At a time when modern conflict spans land, air, sea, cyber, space, and the information domain, the absence of integrated command structures is increasingly seen as a vulnerability. India’s current service-specific silos create duplication, slow decision-making, and dilute combat potential in precisely the kind of fast-paced, multi-domain environment adversaries are preparing for.

From Concept to Imperative

The idea of theatre commands is not new – India has debated it for over two decades, with the Andaman & Nicobar Command as its only tri-service experiment. But changing realities, particularly China’s growing joint theatre model and Pakistan’s integrated approach to hybrid warfare, have turned the reform from an aspiration into an operational necessity.

As retired Army officer Lt Col Manoj K Channan observes, “Theatre commands are not just organisational changes; they are operational imperatives.
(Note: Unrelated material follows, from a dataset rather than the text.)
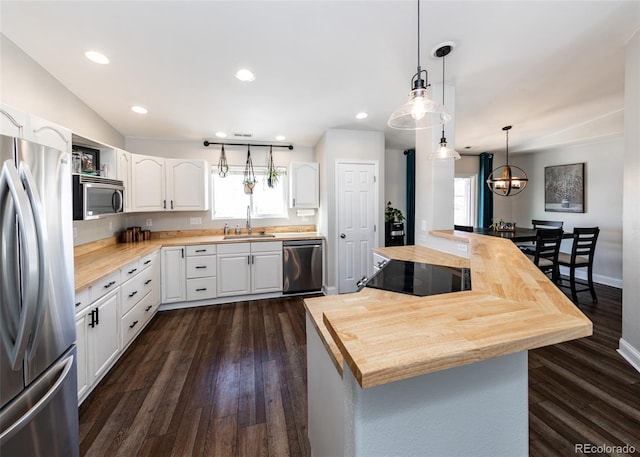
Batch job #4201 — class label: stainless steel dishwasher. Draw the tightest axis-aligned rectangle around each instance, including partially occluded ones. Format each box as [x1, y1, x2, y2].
[282, 240, 322, 294]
With adversaries leveraging speed and multi-domain tactics, India’s response capability must be built on unified command, not parallel silos.”

The First Building Blocks: JOCC and Joint Training

Among the most significant announcements in Kolkata was the creation of a Joint Operations Command Centre (JOCC) under the Integrated Defence Staff. Demonstrated through live air defence simulations, the JOCC is envisioned as a permanent tri-service war room, designed to deliver real-time situational awareness, integrate operational planning, and ensure the faster execution of joint missions.

Its necessity was underscored by Operation Sindoor earlier this year, when all three service chiefs had to operate from the Army’s war room in an improvised setup. The JOCC is, in effect, the first institutional step toward proper integration.

Parallel to command structures, the establishment of a Tri-Service Education Corps marks a cultural and intellectual investment in jointness. Harmonising training standards and curricula across services, it aims to instil a shared operational ethos from the earliest stages of an officer’s or Agniveer’s career. Channan argues this must be taken further: “Joint Agniveer Training Centres could ensure that cohesion begins at the foundation, not halfway through a career.”

Logistics: The Achilles’ Heel

If command integration is the architecture, logistics is the bloodstream. Currently, each service runs its own inventories and supply chains -creating inefficiencies that could cripple wartime agility.

“During war, it is logistics, not just firepower, that determines operational success,” Channan notes. Unified logistics hubs, joint supply nodes, and shared maintenance would not only cut duplication but also free up resources for modernisation priorities.

The Political and Institutional Challenge

The road ahead is not without obstacles. The Air Force Chief AP Singh has flagged concerns about rushing into theatre commands without first testing the JOCC model. The Army and Navy, meanwhile, appear more prepared to embrace structural reform. Budgetary constraints, infrastructure requirements, and entrenched service cultures also pose barriers.

The biggest obstacle remains inter-service rivalry – particularly the debate over command precedence and leadership rotation in joint structures. Without a political decision to break the deadlock, reforms risk stalling.

A phased implementation, experts suggest, may be the most realistic path forward: begin with joint logistics, training, and the JOCC; then move toward full-fledged theatres once confidence and trust are established.

Strategic Stakes

India is among the few major powers without integrated theatre commands. The U.S. and  China have moved toward joint structures that allow them to generate combat power more effectively across domains. Delays in India’s transition risk leaving the armed forces structurally disadvantaged in the very contingencies – rapid, multi-domain, high-technology conflict – they are most likely to face.

The Kolkata conference signalled that India is no longer treating theatre commands as a distant aspiration. The challenge now is whether political will, military buy-in, and budgetary resources can align fast enough to turn these first steps into a decisive leap.